Poderia comprar uma editora para publicar o que escrevo, mas, dinheiro algum varreria de mim a suspeita que só estaria sendo publicado por comprar, não por que meus textos valessem a pena.

Quando a saúde fraquejasse, poderia ter os melhores médicos exclusivos, mas, mesmo isso, não bastaria para me restabelecer; dependeria ainda de Deus, como hoje, mas, com agravante que estaria Dele distanciado, pois, a arrogância da riqueza me impediria de obedecer e orar.

Quando um ímpio beneficiado por minhas “bênçãos” morresse por causa das drogas que comprou com meu dinheiro, a culpa seria um aguilhão. Sempre que os jornais mostrassem o retrato da pobreza, eu me sentiria um tanto pesaroso, pois, poderia fazer algo para amenizar, mas temendo empobrecer não faria...

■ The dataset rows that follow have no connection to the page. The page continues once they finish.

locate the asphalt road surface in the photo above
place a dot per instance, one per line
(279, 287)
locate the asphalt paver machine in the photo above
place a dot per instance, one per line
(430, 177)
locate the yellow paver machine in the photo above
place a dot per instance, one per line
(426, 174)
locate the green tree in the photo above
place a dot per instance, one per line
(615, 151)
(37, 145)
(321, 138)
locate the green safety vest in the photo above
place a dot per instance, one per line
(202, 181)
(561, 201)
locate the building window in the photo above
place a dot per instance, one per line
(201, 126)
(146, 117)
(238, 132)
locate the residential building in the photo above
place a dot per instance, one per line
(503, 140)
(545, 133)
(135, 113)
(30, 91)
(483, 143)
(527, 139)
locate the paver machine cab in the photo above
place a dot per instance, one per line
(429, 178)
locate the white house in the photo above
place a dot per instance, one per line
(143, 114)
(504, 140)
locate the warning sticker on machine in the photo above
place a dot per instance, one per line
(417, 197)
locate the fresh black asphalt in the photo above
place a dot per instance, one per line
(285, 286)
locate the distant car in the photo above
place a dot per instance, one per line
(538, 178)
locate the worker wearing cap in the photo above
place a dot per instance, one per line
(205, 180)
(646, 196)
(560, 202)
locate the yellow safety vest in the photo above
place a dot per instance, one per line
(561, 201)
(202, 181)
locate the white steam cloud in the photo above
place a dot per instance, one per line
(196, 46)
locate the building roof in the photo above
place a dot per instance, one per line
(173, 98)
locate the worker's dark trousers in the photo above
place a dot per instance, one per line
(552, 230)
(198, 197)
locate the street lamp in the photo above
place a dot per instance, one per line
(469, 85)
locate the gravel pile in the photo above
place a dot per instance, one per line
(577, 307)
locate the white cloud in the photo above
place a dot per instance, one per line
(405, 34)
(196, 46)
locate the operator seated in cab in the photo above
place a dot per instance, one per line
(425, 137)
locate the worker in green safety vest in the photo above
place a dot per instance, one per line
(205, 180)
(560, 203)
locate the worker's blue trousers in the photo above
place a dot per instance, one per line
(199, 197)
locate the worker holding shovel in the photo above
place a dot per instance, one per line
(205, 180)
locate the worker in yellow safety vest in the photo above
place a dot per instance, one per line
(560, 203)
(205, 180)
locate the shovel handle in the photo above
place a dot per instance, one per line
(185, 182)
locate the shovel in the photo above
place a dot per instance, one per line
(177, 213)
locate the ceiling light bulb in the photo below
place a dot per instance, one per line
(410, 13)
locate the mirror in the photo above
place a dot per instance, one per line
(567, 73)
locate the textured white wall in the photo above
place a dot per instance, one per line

Isso em tese, pois, na prática, geralmente as coisas são ainda piores. Todos sonhadores dizem, quando entrevistados, que se ganhassem aquilo tudo ajudariam a muitos e só fariam o bem; mentem a si mesmos por desconhecerem a natureza humana.

Quando se padece privações, o suprimento delas nos basta para viver; quando nada nos falta, achamos que a vida nos deve o prazer; se, o que era inatingível se torna comum, deixa de ser um sonho, e passa a ser sem graça.

Nessa fome insaciável se vai da promiscuidade às drogas; de repente, o “novo rico” se descobre um Teseu no labirinto, sem o fio de Ariadne, que mostra como achar a saída. Portanto, com todo respeito aos que acham que por isso vale a pena padecer horas na fila e ainda pagar para apostar, não apostaria, mesmo que trouxessem o volante em minha casa e fosse grátis.

Parece engraçada a réplica à frase que o dinheiro não traz felicidade, mas, manda comprar; todavia, a felicidade é um estado de espírito, não um estado de sítio, por um pelotão de hipócritas e bajuladores, como se verificaria em tais casos.

Como sou partidário da frase que, “Rico não é que possui mais, mas, quem precisa menos para viver, essas imensas filas não mostram outra coisa senão, o quão pobres, as pessoas são.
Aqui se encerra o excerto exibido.